Heartbeats are debounced — at most one per 30 seconds of activity. If you stop typing for more than 5 minutes, the current session ends and a new one begins on the next keystroke. This prevents inflating coding time when you leave VS Code open while making lunch.

Sessions are assembled server-side from the heartbeat stream. The daily rollup function computes total coding time, per-project time, and per-language time from the raw heartbeats.

The Coding Dashboard

The Coding page shows:

  • Daily coding chart — hours of coding per day with a trend line
  • Language breakdown — a pie chart of time by language (TypeScript, Swift, Python, etc.)
  • Project breakdown — time spent in each workspace, sorted by duration
  • Session list — individual coding sessions with start time, duration, project, and primary language

Claude Code Integration

The same heartbeat pattern works for Claude Code sessions. A shell hook sends heartbeats during active Claude Code conversations, capturing the project directory and session duration. This means pair programming with an AI counts toward your coding time — because it is coding time.
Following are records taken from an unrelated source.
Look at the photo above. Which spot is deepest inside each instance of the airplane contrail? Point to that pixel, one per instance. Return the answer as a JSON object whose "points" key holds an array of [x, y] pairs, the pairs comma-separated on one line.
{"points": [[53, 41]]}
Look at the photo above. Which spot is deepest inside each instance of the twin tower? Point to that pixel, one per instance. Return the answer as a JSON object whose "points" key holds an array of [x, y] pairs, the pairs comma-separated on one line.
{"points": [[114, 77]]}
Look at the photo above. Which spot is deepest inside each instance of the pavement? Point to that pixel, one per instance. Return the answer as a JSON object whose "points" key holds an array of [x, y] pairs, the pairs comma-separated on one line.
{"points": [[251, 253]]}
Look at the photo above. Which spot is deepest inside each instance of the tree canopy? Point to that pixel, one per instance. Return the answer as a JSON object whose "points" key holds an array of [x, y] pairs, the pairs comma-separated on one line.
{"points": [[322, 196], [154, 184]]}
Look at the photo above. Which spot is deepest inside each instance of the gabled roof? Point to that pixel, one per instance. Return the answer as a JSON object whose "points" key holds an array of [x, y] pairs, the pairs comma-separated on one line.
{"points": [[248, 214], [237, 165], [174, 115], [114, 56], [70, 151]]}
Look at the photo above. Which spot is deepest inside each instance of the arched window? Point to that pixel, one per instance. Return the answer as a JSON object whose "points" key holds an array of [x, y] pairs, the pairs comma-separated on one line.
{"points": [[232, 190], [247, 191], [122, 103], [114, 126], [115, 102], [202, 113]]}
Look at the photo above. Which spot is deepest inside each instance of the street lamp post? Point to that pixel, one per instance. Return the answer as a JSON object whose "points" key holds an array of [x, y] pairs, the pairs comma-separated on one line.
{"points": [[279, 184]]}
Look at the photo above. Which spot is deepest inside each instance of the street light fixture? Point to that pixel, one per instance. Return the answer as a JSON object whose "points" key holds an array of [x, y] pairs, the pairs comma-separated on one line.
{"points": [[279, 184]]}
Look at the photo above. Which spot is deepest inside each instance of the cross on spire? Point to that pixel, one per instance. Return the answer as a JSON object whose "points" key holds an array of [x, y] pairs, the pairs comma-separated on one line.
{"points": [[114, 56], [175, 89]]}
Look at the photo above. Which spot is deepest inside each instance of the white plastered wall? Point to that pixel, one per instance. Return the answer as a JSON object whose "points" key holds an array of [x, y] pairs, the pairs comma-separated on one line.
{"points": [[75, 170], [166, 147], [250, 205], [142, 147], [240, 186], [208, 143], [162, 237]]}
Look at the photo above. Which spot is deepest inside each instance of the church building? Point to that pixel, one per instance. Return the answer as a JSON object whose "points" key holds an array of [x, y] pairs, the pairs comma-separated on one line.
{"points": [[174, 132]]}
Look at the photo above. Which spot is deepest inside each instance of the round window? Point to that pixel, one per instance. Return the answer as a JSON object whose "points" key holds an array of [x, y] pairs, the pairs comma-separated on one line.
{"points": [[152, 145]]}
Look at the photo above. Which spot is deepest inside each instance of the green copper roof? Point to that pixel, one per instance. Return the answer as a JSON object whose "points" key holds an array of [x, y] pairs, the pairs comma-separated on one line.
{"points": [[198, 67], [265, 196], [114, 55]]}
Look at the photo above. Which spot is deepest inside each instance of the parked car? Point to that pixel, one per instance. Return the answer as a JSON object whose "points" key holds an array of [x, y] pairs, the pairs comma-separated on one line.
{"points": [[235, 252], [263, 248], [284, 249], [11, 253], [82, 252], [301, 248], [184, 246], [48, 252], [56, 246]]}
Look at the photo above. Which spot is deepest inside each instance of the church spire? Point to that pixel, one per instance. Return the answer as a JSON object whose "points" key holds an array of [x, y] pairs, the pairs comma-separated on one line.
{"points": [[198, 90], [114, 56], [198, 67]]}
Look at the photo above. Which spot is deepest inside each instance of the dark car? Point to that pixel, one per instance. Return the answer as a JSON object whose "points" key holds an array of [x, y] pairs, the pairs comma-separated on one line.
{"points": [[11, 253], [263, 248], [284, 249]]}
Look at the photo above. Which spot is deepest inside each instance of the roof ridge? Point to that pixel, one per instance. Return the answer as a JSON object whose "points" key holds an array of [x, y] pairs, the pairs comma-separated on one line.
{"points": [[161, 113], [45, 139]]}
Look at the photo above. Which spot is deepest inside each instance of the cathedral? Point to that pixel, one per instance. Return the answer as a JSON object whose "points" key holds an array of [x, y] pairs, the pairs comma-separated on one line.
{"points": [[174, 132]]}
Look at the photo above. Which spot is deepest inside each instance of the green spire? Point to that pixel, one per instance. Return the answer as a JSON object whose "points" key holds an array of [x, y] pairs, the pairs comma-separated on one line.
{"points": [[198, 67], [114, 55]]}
On the dashboard, VS Code sessions and Claude Code sessions appear in the same charts. You can see how much of your coding day is solo editor work vs. AI-assisted development.

Why Not WakaTime?

WakaTime is good at what it does. But it is a standalone service with its own dashboard, its own account, and its own data silo. If you want to correlate coding time with sleep, steps, or music, you need to export from WakaTime and import somewhere else.

xeve's coding tracking feeds into the same data pipeline as everything else. The correlation engine automatically computes relationships between coding hours and 18 other metrics. The AI weekly digest includes coding patterns in its analysis. The Overview page shows coding alongside app usage, GitHub activity, and health metrics — all in one view.

The extension is available on the VS Code marketplace. Install it, sign in with your xeve account, and tracking starts immediately. No API keys, no config files, no setup beyond the initial auth.